More and more it seems to be the norm in TV to require the Sound Recordist to operate two radio mics (or more) plus a 416 (or 816) on the pole.... and sometimes to do all this while walking backwards, guiding the cameraman! Just give me a broom and I'll sweep up the floor at the same time. But a couple of 'toys' have appeared to make life a little easier and make the job more feasible for someone with only one pair of hands. 
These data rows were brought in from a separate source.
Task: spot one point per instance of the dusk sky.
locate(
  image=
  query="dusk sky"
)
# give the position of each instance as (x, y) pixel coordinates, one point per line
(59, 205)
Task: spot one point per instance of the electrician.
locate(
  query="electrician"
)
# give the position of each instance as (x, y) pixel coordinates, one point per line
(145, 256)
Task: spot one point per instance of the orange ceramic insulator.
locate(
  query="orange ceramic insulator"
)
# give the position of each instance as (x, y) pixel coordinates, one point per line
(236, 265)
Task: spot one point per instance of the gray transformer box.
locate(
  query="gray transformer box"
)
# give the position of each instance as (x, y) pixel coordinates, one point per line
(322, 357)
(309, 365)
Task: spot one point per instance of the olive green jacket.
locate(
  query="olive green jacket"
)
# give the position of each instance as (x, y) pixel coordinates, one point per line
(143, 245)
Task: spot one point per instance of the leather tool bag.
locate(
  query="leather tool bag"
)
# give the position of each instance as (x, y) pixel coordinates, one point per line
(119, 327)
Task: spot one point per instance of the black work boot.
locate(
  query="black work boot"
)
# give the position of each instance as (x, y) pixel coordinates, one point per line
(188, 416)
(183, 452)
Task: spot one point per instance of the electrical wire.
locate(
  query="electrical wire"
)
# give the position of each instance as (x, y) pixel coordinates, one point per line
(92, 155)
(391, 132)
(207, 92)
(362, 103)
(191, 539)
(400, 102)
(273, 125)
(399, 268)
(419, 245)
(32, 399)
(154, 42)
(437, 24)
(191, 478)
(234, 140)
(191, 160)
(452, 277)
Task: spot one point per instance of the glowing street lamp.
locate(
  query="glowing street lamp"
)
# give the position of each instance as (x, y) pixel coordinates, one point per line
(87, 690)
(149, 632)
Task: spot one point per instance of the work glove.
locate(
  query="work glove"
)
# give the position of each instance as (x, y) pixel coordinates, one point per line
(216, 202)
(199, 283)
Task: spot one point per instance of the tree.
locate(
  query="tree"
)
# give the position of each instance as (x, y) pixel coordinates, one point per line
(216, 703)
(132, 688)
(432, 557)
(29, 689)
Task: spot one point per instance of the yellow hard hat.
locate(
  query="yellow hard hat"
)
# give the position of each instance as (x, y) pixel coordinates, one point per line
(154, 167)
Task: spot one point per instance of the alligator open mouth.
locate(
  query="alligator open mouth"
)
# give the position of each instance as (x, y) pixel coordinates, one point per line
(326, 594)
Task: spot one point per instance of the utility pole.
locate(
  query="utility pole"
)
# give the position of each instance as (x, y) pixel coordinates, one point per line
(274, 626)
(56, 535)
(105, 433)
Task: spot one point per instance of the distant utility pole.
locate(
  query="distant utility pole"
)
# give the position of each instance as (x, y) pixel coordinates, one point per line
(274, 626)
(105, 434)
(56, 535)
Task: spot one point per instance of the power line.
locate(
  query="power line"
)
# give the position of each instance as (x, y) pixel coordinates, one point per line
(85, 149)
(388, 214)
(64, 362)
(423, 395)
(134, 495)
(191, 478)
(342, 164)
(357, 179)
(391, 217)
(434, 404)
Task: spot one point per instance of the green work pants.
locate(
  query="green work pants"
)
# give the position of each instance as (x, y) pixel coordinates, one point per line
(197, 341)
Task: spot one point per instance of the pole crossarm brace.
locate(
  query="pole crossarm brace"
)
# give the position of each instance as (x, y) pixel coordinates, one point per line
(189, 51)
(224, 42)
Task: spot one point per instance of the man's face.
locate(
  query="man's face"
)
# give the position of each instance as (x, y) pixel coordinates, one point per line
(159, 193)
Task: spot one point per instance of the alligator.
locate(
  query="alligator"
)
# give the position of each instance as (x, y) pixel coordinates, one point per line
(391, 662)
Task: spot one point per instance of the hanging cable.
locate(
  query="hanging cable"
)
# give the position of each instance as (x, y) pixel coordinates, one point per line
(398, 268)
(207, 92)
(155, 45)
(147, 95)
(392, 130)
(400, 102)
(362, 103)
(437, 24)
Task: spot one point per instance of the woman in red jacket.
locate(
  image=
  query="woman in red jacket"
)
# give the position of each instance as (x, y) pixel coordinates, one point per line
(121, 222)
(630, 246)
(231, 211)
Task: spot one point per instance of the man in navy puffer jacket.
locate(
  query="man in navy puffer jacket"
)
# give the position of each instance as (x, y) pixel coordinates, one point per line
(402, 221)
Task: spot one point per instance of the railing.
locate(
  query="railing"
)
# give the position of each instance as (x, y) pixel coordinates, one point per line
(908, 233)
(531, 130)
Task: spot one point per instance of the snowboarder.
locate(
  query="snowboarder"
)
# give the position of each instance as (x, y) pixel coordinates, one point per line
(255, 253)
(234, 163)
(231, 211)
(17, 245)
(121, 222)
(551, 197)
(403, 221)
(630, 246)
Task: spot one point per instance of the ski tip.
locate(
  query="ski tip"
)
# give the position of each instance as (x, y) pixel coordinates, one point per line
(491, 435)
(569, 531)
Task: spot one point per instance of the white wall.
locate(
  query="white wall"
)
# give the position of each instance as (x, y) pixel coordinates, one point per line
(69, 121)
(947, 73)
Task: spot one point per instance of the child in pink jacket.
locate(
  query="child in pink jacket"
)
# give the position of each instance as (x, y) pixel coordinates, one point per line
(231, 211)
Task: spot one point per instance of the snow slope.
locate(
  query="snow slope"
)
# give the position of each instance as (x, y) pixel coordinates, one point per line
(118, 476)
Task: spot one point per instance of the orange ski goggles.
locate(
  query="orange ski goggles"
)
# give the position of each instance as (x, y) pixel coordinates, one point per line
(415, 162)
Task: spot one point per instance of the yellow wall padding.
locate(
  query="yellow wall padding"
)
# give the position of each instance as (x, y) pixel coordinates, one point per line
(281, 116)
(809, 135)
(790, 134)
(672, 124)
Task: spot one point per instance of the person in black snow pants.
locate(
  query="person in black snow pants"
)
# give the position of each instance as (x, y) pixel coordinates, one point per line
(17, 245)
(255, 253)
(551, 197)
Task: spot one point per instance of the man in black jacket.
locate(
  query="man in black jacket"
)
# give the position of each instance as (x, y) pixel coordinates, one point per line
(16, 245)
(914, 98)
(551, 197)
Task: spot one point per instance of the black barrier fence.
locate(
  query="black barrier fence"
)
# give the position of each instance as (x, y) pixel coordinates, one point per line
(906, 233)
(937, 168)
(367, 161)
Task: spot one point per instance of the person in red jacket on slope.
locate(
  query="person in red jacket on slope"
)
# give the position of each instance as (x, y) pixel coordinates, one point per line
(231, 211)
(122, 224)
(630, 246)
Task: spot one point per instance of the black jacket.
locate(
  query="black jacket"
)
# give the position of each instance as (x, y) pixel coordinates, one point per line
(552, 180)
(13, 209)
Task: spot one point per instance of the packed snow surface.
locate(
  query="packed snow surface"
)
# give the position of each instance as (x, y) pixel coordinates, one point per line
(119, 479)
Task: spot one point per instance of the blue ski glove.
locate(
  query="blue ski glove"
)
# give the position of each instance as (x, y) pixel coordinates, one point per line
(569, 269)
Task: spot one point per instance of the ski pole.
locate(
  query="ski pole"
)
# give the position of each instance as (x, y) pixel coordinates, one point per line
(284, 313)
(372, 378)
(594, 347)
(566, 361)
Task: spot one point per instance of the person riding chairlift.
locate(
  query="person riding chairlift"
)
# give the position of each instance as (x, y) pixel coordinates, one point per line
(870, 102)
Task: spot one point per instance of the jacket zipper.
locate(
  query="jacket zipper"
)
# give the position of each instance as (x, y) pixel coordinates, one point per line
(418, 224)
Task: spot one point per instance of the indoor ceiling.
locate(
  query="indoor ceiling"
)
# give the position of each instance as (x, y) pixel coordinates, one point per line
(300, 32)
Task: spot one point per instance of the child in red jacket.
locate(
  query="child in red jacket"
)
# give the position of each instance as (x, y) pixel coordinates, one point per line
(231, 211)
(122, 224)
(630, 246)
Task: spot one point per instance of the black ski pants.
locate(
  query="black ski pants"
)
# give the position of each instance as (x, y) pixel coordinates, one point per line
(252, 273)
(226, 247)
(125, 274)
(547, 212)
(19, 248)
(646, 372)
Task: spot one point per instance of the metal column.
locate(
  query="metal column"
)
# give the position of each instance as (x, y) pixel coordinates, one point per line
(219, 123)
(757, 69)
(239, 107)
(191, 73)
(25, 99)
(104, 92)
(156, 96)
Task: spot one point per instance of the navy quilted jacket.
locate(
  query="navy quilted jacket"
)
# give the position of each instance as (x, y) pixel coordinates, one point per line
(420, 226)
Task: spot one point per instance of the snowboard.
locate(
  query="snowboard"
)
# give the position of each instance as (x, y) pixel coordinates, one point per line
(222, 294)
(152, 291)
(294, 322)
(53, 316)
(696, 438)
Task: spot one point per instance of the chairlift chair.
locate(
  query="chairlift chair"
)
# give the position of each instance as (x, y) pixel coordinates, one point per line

I recently bought a Filmtech LSP4 mixer, and apart from its exceeding every requirement I have made of it, it has the facility to plug in its side a remote pot which controls input channel 1 (or channels 1&2 if you wish). Strapping the box with a rotary pot on the pole lets you control the level of the mic while keeping your hands on the pole. That way you don't risk dipping the mic into shot while you momentarily take one hand away to tweak the mixer. Of course using other inputs at the same time presents the original problem, but if they are radio mics, then with any luck their level isn't going to change too much and if it does .... that's what the LSP4's excellent limiter is there for. Naturally it is desirable to set the radio mics up properly beforehand, getting a proper level and setting the level controls on the transmitters and mixer appropriately.
The other 'toy' comes from Ravencourt and is called the Video Betabox. It enables the Soundman to monitor the video output of the Betacam down the audio umbilical cable - everything goes through the one 8 pin plug and socket, Left & Right Audio In, Left +Right Audio Return plus video signal, so when connecting or disconnecting with the Betacam you have just the one plug to scramble after. There is no crosstalk between the video and audio signals and during vox pops and other unrehearsed modes of working it is so useful to glance down and see the size of the shot. I use a little domestic LCD television receiver with an audio-visual input, Velcro'ed onto the mixer's Portabrace bag and as well as helping me out, it also impresses the directors no end! Sometimes the cameraman can use it as a rough check on his colour balance. Never has the Soundman been so popular.